We Must Teach the Concepts, Dept.
517th edition
For those of you have read Traditional Math, or even just glanced at the lesson re-creations in the 7th and 8th grade parts of the book, "concepts" are taught in tandem with the procedure. That is, I provide a context for what the procedure is doing mathematically; e.g., a diagram of how many 3/4 inch pieces of ribbon go into a 12 inch piece, to illustrate why this is equivalent to 12 x 4/3. Or I show that the equation 2/3 = 4/6 when multiplied by a common denominator of 18 is equivalent to 6 x 2 = 4 x 3, which is also equivalent to what one obtains when cross-multiplying. (See pp 213-214 of Traditional Math.)
“Conceptual understanding” in early stages of learning is more like “contextual understanding” which provides the context for what the procedure is doing mathematically. Such explanations then lead naturally into the procedure. I don't obsess over the conceptual part, knowing that the students are thinking “OK, just show me where this is going and what I have to do to solve the problems for homework”. Most teachers do this, though there are plenty who feel obligated to spend a lot of time on teaching the concepts, and when students ask “We get it; can we move on?” they respond “Yes, but do you really get it?”, before spending even more time on it.

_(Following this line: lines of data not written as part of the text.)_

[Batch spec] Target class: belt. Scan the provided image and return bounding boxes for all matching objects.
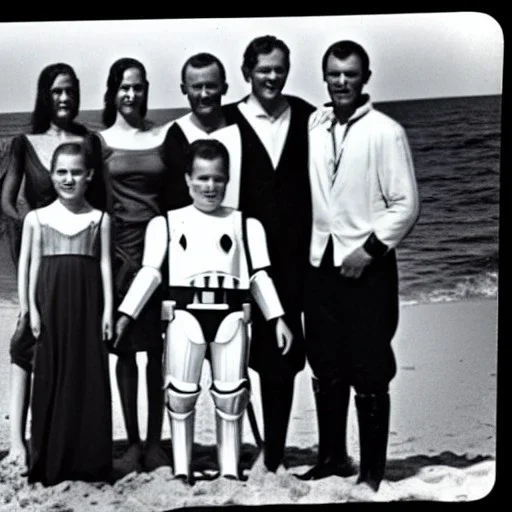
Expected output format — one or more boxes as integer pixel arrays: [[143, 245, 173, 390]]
[[168, 286, 249, 309]]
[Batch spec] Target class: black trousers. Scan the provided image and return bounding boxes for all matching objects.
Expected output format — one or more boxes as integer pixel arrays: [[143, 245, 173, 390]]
[[304, 251, 399, 394]]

The textbooks they are given to use will have students drawing pictures and using convoluted ways to solve problems without using “cross multiplication” or whatever standard algorithm/procedure would work best.
What concepts are in the early grades, when students do not have a lot of information at hand, is the acquisition of procedures that over time can coalesce into a broader and more general and abstract understanding. For example, the concept of division is summarized as a/b = a*1/b where b does not equal 0, and a,b are in R (as in reals). Students can understand that probably by algebra 2 (although it is presented in Dolciani’s Algebra 1 book).
Students at that point are more capable of understanding this abstract explanation of division and how it explains why we invert and multiply when dividing fractions. This is because by then, they have mastered the procedures of fraction multiplication which leads to the understanding that a/b * b/a = 1, which then leads to the understanding that 1/(a/b) = b/a. The understanding comes with experience, practice and instruction of the procedures just mentioned that lead up to it.
It is not as if we are teaching procedures in a vacuum, saying “Just do this when you want to solve problems like these.” When I explain what I just did above to those steeped in the math reform edict that “students must be taught the concepts or they will die”, I often hear: "Of course! We're both saying the same things."
Except that we’re not, but that gets into “nuance” which I don’t want to talk about.
No concessions should be made to reformers—conceptual understanding has no place in the discipline. The key difference between traditional and progressive approaches is that the former is fact-based, while the latter is concept-based. Facts provide the solid foundation for understanding.
An analogy: think of knowledge as a raster image, where pixels represent facts. If the image is low-resolution or incomplete, understanding comes from acquiring more pixels, not by guessing the missing parts. Guesswork, like in whole language reading approaches, is not a valid path to knowledge.